Following a commitment in the 2017 Programme for Government, the Scottish Government launched a consultation in December on a good food nation bill.
The bill, as proposed, would require Scottish ministers to set out a policy on food covering areas such as food production, waste and accessibility to nutritious food.
Meanwhile, legislation to make access to food a legal right has been set aside to be included in wider poverty-related human rights legislation.
Separately, the Scottish Government’s Good Food Nation Programme of Measures, published in September 2018, covers a much wider range of non-statutory actions that are already being carried out or are planned towards creating a ‘good food nation’, bringing together food production, the environment, public health and food poverty.

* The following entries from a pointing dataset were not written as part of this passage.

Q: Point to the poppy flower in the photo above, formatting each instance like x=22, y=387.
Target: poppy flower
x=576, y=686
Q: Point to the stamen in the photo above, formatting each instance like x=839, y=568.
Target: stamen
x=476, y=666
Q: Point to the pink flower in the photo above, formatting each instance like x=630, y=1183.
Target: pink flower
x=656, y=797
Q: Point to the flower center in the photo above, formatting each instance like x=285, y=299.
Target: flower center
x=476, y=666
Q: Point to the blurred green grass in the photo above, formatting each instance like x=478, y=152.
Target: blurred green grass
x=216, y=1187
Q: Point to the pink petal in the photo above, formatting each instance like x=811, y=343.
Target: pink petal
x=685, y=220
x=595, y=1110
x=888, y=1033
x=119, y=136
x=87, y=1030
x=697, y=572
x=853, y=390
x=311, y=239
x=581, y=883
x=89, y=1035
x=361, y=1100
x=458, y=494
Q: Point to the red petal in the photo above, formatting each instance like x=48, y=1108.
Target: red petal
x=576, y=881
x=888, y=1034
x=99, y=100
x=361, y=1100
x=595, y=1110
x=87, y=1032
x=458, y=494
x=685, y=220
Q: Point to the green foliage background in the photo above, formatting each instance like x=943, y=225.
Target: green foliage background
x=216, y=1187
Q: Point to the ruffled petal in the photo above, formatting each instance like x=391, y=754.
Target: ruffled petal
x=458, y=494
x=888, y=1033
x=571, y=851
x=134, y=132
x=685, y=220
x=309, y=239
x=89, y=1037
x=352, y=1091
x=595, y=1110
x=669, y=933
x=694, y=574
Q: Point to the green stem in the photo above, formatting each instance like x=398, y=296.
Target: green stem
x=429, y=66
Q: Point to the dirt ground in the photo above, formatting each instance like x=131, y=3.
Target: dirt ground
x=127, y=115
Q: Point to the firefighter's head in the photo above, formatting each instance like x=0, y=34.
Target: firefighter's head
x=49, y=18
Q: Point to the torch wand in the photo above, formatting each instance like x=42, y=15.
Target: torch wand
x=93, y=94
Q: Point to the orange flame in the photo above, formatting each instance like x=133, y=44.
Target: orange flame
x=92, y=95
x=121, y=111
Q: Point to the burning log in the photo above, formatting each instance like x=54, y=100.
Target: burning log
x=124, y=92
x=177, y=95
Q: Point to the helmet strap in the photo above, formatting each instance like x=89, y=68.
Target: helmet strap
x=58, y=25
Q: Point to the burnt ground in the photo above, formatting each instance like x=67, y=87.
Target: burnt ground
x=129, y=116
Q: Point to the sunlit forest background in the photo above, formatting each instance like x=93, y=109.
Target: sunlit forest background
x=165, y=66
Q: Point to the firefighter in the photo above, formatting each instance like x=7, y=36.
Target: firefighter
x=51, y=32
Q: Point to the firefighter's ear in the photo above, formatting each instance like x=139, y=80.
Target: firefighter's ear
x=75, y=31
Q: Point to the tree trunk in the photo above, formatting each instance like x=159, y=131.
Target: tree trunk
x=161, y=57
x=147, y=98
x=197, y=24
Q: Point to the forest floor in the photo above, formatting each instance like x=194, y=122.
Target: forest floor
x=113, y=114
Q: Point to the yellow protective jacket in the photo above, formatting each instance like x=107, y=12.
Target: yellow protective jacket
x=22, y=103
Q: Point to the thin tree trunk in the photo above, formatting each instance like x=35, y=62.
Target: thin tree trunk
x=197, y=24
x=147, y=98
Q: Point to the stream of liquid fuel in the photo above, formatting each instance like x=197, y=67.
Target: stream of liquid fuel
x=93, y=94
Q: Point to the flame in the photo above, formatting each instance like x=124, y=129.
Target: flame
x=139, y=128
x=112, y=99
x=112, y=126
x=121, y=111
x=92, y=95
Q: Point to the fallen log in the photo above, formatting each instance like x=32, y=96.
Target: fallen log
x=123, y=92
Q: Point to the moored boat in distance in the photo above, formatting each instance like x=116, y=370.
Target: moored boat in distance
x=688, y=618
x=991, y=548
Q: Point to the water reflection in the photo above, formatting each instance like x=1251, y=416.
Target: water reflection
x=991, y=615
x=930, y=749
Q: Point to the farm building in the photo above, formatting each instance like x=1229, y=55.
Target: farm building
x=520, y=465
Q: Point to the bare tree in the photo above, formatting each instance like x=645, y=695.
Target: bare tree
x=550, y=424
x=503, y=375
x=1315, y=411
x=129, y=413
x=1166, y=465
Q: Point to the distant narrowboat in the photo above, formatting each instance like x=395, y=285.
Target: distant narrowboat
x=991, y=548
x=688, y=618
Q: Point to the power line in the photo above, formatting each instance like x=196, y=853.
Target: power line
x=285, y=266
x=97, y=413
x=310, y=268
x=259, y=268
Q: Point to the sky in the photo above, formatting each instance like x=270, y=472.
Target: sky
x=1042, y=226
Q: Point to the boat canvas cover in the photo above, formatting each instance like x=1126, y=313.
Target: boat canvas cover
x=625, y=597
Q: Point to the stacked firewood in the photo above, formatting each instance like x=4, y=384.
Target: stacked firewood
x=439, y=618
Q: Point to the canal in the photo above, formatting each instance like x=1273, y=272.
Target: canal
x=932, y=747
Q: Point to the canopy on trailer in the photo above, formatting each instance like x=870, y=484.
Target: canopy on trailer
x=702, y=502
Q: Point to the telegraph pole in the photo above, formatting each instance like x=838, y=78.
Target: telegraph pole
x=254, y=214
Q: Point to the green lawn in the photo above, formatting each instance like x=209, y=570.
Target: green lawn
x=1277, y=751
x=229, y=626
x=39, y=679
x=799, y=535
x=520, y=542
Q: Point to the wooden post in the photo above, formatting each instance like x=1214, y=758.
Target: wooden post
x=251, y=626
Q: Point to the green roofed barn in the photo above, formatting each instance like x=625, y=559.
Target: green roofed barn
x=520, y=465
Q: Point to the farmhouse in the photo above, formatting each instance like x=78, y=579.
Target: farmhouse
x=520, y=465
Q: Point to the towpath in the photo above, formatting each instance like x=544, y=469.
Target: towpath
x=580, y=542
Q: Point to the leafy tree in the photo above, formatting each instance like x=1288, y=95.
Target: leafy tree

They cover everything from increasing exports of Scottish food and drink to tackling Scotland’s bad diet and an endemic obesity problem that contributes to so many preventable diseases, teaching children about food provenance through more visits to farms and school cookery lessons, alcohol pricing, and reducing food poverty and the use of foodbanks through the Fair Food Fund.
The Good Food Nation Programme of Measures acknowledges that Brexit will have an impact on its aims, but says it intends to “minimise disruption”.
It says: “But there is no avoiding the fact that circumstances have changed since we set out our vision to be a good food nation in 2014.
“While we cannot allow the uncertainty caused by Brexit to curtail our ambitions or halt Scotland’s progress, we also cannot ignore its potential disruption in key areas like the sustainability, quality and availability of good food.”
However, Brexit poses some serious challenges for this, with its potential for food shortages.
The UK is only 60 per cent self-sufficient for food, and while Hall suggests we are unlikely to actually run out of food, the threat of food shortages could push up food prices, forcing the government to intervene and drop import duties on food imports, which in turn could threaten Scotland’s domestic market, particularly for higher quality products such as Scotch beef and lamb, at a very vulnerable time for producers.
This will make for some tough choices in food and drink policies in the months to come.